The two-term Anambra governor argued that the resort to extraordinary rendition, prolonged detention without trial, and now a life sentence represented the triumph of coercion over reason. “Force becomes the only option when dialogue has been exhausted,” he wrote. “In this instance, dialogue was never genuinely explored, or at best, it was pursued half-heartedly and without the required empathy.” He reminded the government that many of the socio-economic conditions that fuelled the resurgence of Biafran agitation in the mid-2010s—infrastructure decay, youth unemployment, and a pervasive sense of exclusion—remain unaddressed.
Calling for immediate high-level intervention, Obi urged President Bola Tinubu, the Council of State, traditional rulers, religious leaders, and elder statesmen from all geopolitical zones to step in before the situation spirals further. He specifically advocated a shift from “hostility to healing, from retaliation to reconciliation, and from division to dialogue.” While acknowledging the pain caused by IPOB’s sit-at-home orders and attacks on security agents and civilians in the South-East, Obi insisted that only justice, fairness, and inclusive governance can permanently silence the guns and restore confidence in the Nigerian project.
The conviction has already triggered sharply divergent reactions across the country. In many parts of the South-East, where Kanu retains a messianic following among segments of the youth, news of the life sentence was met with anger, mourning, and threats of escalated confrontation. Ohanaeze Ndigbo, the apex Igbo socio-cultural organisation, described the verdict as “judicially sound but politically catastrophic,” warning that it could radicalise a new generation.
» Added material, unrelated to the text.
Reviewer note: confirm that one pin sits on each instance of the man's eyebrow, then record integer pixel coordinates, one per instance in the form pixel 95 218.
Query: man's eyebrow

Conversely, some northern and southwestern commentators hailed the ruling as a decisive blow against separatist threats and a reaffirmation of Nigeria’s indivisibility.
Legal experts anticipate that Kanu’s defence team, led by veteran human rights lawyer Mike Ozekhome, SAN, will file an appeal at the Court of Appeal within the statutory fourteen days, challenging both substantive and procedural aspects of the trial, including the manner of Kanu’s repatriation from Kenya, which the ECOWAS Court had earlier declared illegal.
As Nigeria grapples with multiple insurgencies—Boko Haram in the North-East, banditry in the North-West, farmer-herder clashes in the Middle Belt, and now renewed separatist volatility in the South-East—Peter Obi’s statement serves as a sobering reminder that courtroom victories do not automatically translate into peace on the streets. With the Christmas season approaching and memories of past IPOB-enforced lockdowns still fresh, citizens and security agencies alike are watching to see whether the federal government will double down on its hardline stance or heed calls for a political solution.
In his closing lines, Obi expressed cautious optimism: “If we choose justice over vengeance, compassion over conquest, and unity over uniformity, peace will prevail. Nigeria is bigger than any one individual or grievance. Let us prove it by the decisions we take today.” Whether those in authority will listen remains, for now, the question on which the immediate future of Africa’s most populous nation may hinge.